Wednesday, October 27, 2010

Your Shiny New Novel Needs Work

Polish & Shine—Elizabeth Engstrom
Elizabeth first covered her writing process.  When she starts a novel, she sees the end and works her way toward it.  She has a writing goal everyday, say five pages.  Once she has them, she does whatever else Life requires of her (unless of course she’s on a roll).
The next day she does some mild editing to those first five pages, prints them, and files them away.  She DOES NOT look at them again until the first draft is finished.   Then, she does day two’s writing.  Day Three, she does mild editing on work from day two, prints it, files it and writes day three’s work….. And so forth and so on.  Never Ever looking at work that’s already filed away.
Plots can change while you’re writing.  So she keeps a note pad, jotting things down along the way, but doesn’t go back to fix things.
After the first draft is written and all the pages are filed away, she takes a two-week break from the novel.  Here, she really stressed this break in order to look at your manuscript with a critical eye for editing.  
She works on articles and short stories to keep herself writing.  After the break, she reads the manuscript, in one sitting if possible, with her notes nearby.  
We were all relieved to know that her first drafts are bad, so she says.  They’re full of grammatical and spelling errors, telling instead of showing, backstory….All the same things we do.  
She rewrites the story one more time, all the way through, making changes according to her notes. Now she has a second draft, which she takes another two-week break from.  
For her third draft, She focuses on making it read well.  Then, she has an amazing checklist (as well as other writing tips that can be found on her website, HERE) she uses for editing the third draft.

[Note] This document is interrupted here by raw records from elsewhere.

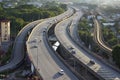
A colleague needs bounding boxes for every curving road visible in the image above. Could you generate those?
[0,20,43,72]
[55,10,120,80]
[27,9,79,80]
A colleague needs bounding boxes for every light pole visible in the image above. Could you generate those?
[71,50,76,70]
[35,38,38,69]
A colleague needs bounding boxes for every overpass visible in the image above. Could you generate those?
[55,10,120,80]
[26,9,79,80]
[0,20,43,73]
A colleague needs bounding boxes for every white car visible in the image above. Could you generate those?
[58,69,64,75]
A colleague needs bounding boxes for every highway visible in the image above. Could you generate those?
[55,10,120,80]
[93,19,112,55]
[0,20,43,72]
[27,9,79,80]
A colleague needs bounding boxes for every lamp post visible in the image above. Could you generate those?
[71,50,76,70]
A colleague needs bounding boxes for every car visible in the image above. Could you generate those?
[58,69,64,75]
[90,59,95,64]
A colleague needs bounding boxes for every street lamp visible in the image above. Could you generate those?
[35,38,38,69]
[71,50,76,70]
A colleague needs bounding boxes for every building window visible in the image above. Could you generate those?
[5,22,7,25]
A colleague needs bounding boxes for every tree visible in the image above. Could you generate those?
[112,45,120,68]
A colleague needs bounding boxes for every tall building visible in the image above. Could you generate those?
[0,20,10,42]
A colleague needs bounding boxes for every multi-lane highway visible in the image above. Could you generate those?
[93,19,112,55]
[27,9,78,80]
[55,10,120,80]
[0,20,42,72]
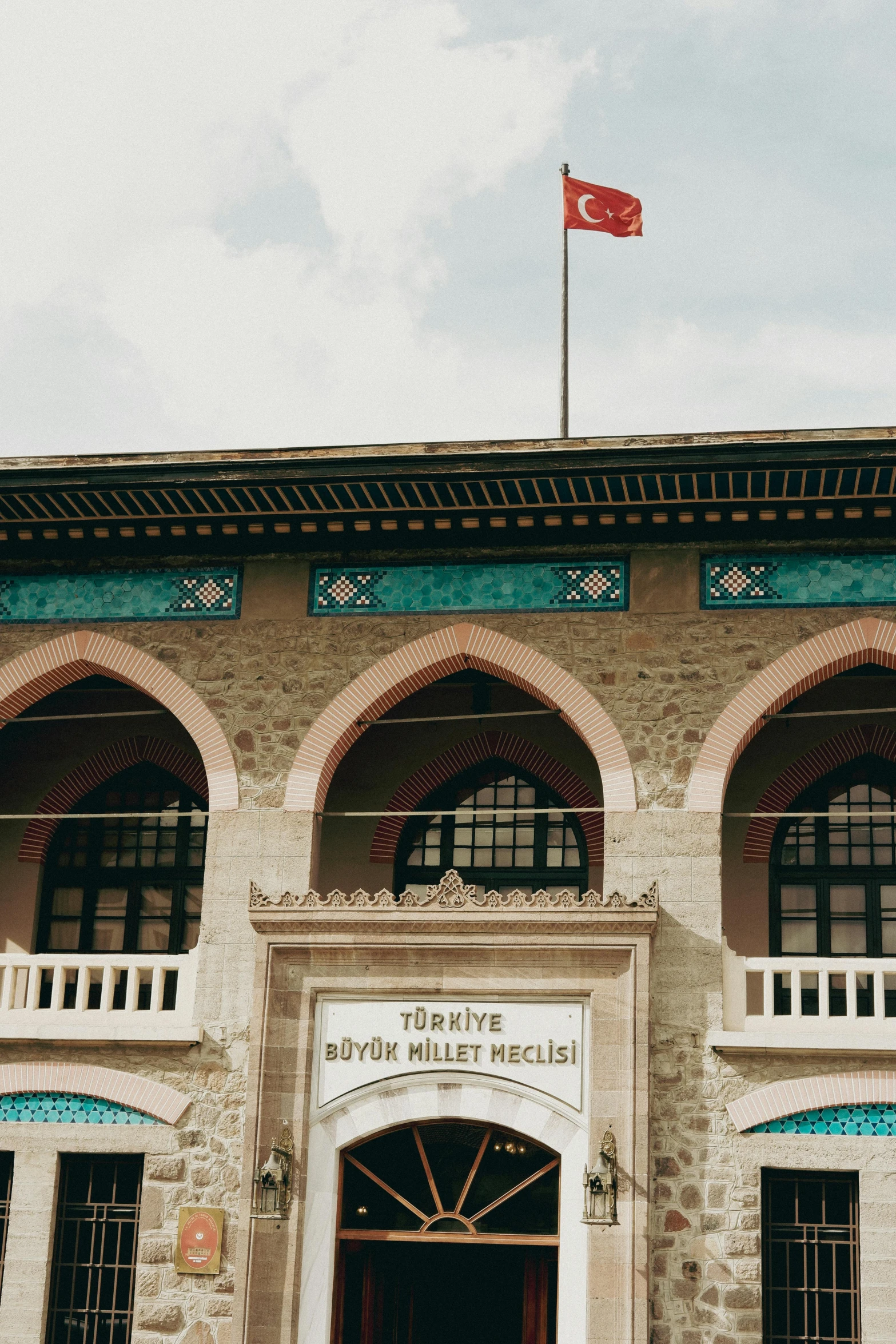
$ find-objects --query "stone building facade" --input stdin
[0,430,896,1344]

1. Take out all the side trips.  If it doesn’t further the plot, take it out.
2. Flesh out the telling parts.
3. Take out the following words:  very, causing, here, this, now, today, just.
4. Investigate the use of the word “IT”  
5. Investigate the sentences using “There is” or “There are”
6. Investigate every Adverb (-ly words)
7. Replay every conversation.  Make sure every person is attributed correctly.  EX: He is referring to the last male who spoke.
8. Take out:  almost, nearly, kind of, sort of
9. Take out distractions or Shin Busters* :anything that pulls you out of the story—unattributed dialogue (who said what), inaccuracies, unclosed quotes, speech in paragraphs
10. Make sure reader is grounded in space and time at all times.
11. Investigate every use of “to be” (was, were, etc.)
12. Investigate all use of Passive Voice (by)
13. Make sure every sentence furthers the story, you need tension in every single one. 
14. Make sure every chapter has structure and is weighted at the end.
15. Make sure the opening grabs the reader and flows. Start with action
16. The ending echoes the beginning.
17. The protagonist needs an internal revelation separate from the external problem
18. Don’t let ancillary characters take over the show and don’t introduce a main character after act one.
19. Avoid cliches
20. Be interesting with every sentence.
21. Vary the rhythm of sentences
22. Use a sensory image in every paragraph.
23. The only slowing should be a subplot complication
24. Can you increase tension or tighten suspense, drawing out the action
25. Have you answered all the questions posed to the reader.
26. Omit unnecessary words.
27. In the final read-through, it should read like the wind!


DKShelly said...

Nicely done darling! Now I know that next year, I don't need to take notes!

Just kidding. What a great conference! I can't wait until next year!

Aven said...

Is that you Darcie? :) I expect to see the notes you took, especially those Sex Scenes, lol.